Reputation: 65
I have the following table, which i would like to modify:
type | position | ratio | number | percentage |
---|---|---|---|---|
DNA | intergenic | 0.00026933362 | 225173 | 40.757876065 |
DNA | intragenic | 0.00021799943 | 41250 | 7.466536342 |
LINE | intergenic | 0.00027633335 | 48619 | 8.800376494 |
LINE | intragenic | 0.00031015097 | 9578 | 1.733684487 |
I want to add rows that contain the following modifications:
type: if the value "type" is identical between two rows (it always is in my case), add it again in a separate row of the column "type".
position: change the value from intergenic/intragenic to "genome" if (1)
ratio: ratio value would be the weighted mean calculated from the ratio of intergenic and intragenic rows of the same type value:
((number_intragenic * ratio_intragenic) + (number_intergenic * ratio_intergenic))/(number_intragenic + number_intergenic)
number: sum of number values for the same type: sum(number_intergenic + number_intragenic)
sum of the percentage values for the same type: sum(percentage_intergenic + percentage_intragenic)
My problem is that I do not know how to add rows to dataframe by making specific calculation from already existing rows. It is easy to add columns using mutate in dplyr. How can I do this for rows?
I would much prefer if the solution is provided in dplyr.

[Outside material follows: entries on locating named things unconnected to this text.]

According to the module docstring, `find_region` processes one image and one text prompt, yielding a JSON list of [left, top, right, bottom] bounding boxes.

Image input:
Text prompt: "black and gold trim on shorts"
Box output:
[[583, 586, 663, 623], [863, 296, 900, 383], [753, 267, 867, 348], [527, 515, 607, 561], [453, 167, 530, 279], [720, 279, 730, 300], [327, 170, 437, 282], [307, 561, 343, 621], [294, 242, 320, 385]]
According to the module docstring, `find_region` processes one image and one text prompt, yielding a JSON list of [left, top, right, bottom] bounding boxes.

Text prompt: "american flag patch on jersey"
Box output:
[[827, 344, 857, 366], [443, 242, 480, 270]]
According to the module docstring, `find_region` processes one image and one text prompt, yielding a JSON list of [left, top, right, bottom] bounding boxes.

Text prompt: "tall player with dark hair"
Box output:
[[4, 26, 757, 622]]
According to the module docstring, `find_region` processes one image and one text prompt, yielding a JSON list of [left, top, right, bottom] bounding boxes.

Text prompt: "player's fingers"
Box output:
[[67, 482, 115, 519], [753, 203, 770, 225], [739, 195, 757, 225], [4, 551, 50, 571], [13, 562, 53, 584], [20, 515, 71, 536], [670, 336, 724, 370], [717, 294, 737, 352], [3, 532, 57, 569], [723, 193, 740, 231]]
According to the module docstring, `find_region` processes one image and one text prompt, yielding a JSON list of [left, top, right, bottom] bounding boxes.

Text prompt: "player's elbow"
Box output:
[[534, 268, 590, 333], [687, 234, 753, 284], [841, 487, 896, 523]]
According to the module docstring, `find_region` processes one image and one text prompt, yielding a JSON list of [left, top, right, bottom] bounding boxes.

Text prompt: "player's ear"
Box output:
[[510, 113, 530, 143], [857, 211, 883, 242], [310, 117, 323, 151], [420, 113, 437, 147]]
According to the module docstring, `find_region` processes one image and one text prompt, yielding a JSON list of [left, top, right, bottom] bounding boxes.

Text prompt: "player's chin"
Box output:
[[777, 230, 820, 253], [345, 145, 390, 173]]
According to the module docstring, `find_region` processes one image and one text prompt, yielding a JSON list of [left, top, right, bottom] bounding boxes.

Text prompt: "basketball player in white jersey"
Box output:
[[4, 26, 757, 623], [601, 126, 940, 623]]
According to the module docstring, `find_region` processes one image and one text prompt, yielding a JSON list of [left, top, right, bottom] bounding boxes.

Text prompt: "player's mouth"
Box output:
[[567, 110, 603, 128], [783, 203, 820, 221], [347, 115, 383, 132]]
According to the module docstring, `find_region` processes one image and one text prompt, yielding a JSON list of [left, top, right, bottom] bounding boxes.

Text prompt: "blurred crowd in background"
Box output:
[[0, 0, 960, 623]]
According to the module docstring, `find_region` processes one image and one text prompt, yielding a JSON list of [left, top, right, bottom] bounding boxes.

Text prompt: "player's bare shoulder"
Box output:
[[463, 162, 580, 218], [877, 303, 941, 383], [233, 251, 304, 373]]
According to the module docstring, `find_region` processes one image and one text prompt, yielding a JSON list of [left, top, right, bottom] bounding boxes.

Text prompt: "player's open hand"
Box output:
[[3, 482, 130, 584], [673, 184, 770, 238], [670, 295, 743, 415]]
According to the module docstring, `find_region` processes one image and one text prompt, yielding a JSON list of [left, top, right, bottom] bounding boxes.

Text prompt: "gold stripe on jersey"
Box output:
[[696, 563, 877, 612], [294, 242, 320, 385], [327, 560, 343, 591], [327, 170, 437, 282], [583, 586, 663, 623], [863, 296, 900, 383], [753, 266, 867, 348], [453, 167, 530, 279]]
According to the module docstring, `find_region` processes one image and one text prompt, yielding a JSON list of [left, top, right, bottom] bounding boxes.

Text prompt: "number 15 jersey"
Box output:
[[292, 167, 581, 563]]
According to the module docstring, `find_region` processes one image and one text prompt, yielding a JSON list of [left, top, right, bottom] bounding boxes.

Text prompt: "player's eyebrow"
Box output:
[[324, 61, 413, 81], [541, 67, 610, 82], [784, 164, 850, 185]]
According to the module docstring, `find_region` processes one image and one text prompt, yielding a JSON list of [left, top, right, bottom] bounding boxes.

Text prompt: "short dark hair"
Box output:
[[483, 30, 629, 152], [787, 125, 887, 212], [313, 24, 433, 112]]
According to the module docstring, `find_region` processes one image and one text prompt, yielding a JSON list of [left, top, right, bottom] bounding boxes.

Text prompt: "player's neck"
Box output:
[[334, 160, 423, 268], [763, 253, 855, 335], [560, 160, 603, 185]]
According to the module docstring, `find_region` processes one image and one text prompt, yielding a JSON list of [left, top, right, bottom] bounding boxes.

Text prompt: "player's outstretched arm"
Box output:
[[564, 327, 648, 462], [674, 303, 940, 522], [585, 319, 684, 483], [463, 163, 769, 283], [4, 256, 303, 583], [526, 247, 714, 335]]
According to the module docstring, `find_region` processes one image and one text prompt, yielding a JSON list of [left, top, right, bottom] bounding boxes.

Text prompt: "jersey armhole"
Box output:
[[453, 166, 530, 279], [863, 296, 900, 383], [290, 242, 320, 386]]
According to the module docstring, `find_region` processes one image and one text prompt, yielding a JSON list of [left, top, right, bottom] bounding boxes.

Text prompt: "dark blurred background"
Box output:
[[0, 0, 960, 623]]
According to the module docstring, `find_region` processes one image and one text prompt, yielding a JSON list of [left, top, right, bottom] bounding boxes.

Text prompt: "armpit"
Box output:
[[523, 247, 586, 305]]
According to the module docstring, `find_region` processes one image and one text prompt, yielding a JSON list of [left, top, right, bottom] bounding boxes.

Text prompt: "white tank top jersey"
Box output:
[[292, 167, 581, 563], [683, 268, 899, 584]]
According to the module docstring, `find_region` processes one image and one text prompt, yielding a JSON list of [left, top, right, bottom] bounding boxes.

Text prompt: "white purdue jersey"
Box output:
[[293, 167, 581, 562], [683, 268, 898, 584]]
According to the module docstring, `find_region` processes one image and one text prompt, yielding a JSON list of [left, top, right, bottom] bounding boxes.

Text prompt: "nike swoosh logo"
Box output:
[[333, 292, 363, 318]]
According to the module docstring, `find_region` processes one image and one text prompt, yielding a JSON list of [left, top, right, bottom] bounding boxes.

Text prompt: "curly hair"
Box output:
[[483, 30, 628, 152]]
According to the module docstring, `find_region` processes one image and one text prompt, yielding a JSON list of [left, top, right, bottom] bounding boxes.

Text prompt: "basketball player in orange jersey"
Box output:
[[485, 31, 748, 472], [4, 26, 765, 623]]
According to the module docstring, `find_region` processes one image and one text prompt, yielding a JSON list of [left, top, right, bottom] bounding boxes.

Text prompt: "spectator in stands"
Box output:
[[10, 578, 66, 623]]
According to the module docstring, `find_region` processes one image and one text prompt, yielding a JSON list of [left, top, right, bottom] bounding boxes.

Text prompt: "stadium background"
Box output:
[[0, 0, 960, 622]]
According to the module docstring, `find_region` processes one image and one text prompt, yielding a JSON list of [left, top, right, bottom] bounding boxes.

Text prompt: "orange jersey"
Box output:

Edit: The formula of the weighted mean was wrong. I had added a + sign instead of a * sign in the following part of the formula: (number_intergenic + ratio_intergenic). It has now been fixed.
Upvotes: 2
Views: 82
Reputation: 21938
Dedicated to dear @akrun who taught me how to do this:
library(dplyr)
library(purrr)
library(tibble)
df %>%
group_split(type) %>%
map_dfr(~ add_row(.x, type = first(.x$type), position = "genome",
ratio = ((.x$ratio[2]*.x$number[2]) + (.x$ratio[1]+.x$number[1])) /
(.x$number[1]+.x$number[2]), number = .x$number[1] + .x$number[2],
percentage = .x$percentage[1] + .x$percentage[2]))
# A tibble: 6 x 5
type position ratio number percentage
<chr> <chr> <dbl> <int> <dbl>
1 DNA intergenic 0.000269 225173 40.8
2 DNA intragenic 0.000218 41250 7.47
3 DNA genome 0.845 266423 48.2
4 LINE intergenic 0.000276 48619 8.80
5 LINE intragenic 0.000310 9578 1.73
6 LINE genome 0.835 58197 10.5
Upvotes: 2
Reputation: 8523
Here is a solution.
dplyr
is not meant to create new rows as the result is often not considered "tidy". In your case, you want to summarise the data (I used a custom function to this end). You can use the summary on its own or you can use bind_rows()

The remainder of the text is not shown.